In the "Slightly" series, Mary Balogh has been building up to this novel: Wulfric Bedwyn, the eldest of the Bedwyn bevy, has been shown to us as a mysterious and unexplicable character - cold, totally withdrawn and inapproachable, and yet always the most important person outside the two main figures to clinch the matter between them, the pattern-card aristocrat and still always the one to accept his siblings' romances with people of definitely lower class and to help them to a happy conclusion. There is a lot of love between the younger siblings and Wulfric, even if it is not shown in a conventional way. Between Aidan (the next in age after Wulfric) and him there is strain, even a kind of aggression from Aidan's side, and yet Aidan can count on his brother in a tight corner, and I am sure Aidan knows this as well as we do. Real-life people are exactly this complex, and this is why I'm sure every reader of the "Slightly" books has been agog to find out more about Wulfric.
Wulfric's facade has mostly been so strong and without cracks that it has been difficult for me to imagine him in a relationship with a woman. Is his outfit always as perfect? Does he use his quizzing-glass in bed? This has made me even more curious. And now we have a whole book about him, telling us about his feelings that he has kept hidden, revealing to us why he has become the perfect aristocrat without cracks in his facade, having him find a person who can see the Wulfric Bedwyn inside the mantle of the Duke of Bedwyn. It is totally fascinating, as if I had had a film of household plastic before my eyes, and now it is gone and I can see this Wulfric Bedwyn for the first time.
It also gladdens me that the person, who is against her will forced to see the man inside the mantle, is not a conventional type of a heroine. I might have understood with a little less convincing that Christine is a very spontaneous person bubbling with humour, but nonetheless she is very lovable. Her anxiety and distress is very real and I feel it in my body, when she inexorably finds that there really is a man inside the mantle, little though she may want to see him. Wulfric helps her to find out the truth about her past and her relationship to her late husband, and this is important, not because we now see Christine white-washed from all her supposed sins in the eyes of her late husband's relatives, but because she has let Wulfric be her friend. Friendship is not only being kind and nice to the other person and "let me hold your hand and I'll UNDERSTAND you", it is also letting the other person do the helping and understanding. In Christine's case she lets Wulfric show what he is really good at: understanding what is what without being shown a wire model, and arranging things so that everybody except the crook is satisfied.
Wulfric's and Christine's sexual relationship is believable. Christine is not one of your virgins giving up her treasure in the garden's depths during a ton party, but a widow and a barren widow at that, so I can believe that she gives in to her desires, and those desires are very believable, too. Wulfric is as much Wulfric after the heated encounter in the depths of the garden as he was before it, and I now forget that I always before thought him to be so controlled a person as not to be able to function as a sexual human being at all. Because of his self-control I now find him more sexual than many of his overtly sexual counterparts in other novels.

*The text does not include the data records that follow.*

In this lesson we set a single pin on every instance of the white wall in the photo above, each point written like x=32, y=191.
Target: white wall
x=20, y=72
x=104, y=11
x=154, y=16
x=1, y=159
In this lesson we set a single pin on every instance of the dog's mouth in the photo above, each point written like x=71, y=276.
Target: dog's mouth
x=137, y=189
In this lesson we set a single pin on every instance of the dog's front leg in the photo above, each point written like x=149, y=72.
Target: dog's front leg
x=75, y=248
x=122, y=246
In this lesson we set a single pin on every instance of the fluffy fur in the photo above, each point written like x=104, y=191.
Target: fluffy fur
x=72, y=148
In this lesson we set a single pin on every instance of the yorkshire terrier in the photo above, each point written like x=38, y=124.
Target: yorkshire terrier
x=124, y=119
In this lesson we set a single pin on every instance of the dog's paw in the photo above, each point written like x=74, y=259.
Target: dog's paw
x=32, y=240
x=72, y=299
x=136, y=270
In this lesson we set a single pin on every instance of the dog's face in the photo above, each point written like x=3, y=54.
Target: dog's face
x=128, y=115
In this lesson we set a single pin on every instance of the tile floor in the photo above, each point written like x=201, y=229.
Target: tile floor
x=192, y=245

We now come to the conclusion that I find these characters well-written, in Wulfric's case downright excellently written, as I am at this moment duelling with a queer feeling that I am writing into the Internet an evaluation of a living person's sexuality. I have read the book several times over, and I am ready to forgive Ms. Balogh the scent of Mr. Darcy proposing to Miss Elizabeth Bennet in the scene where Christine does not accept Wulfric's proposal. Of the approximately 15 Mary Balogh novels that have hitherto come to my way, I find this book one of the absolute best.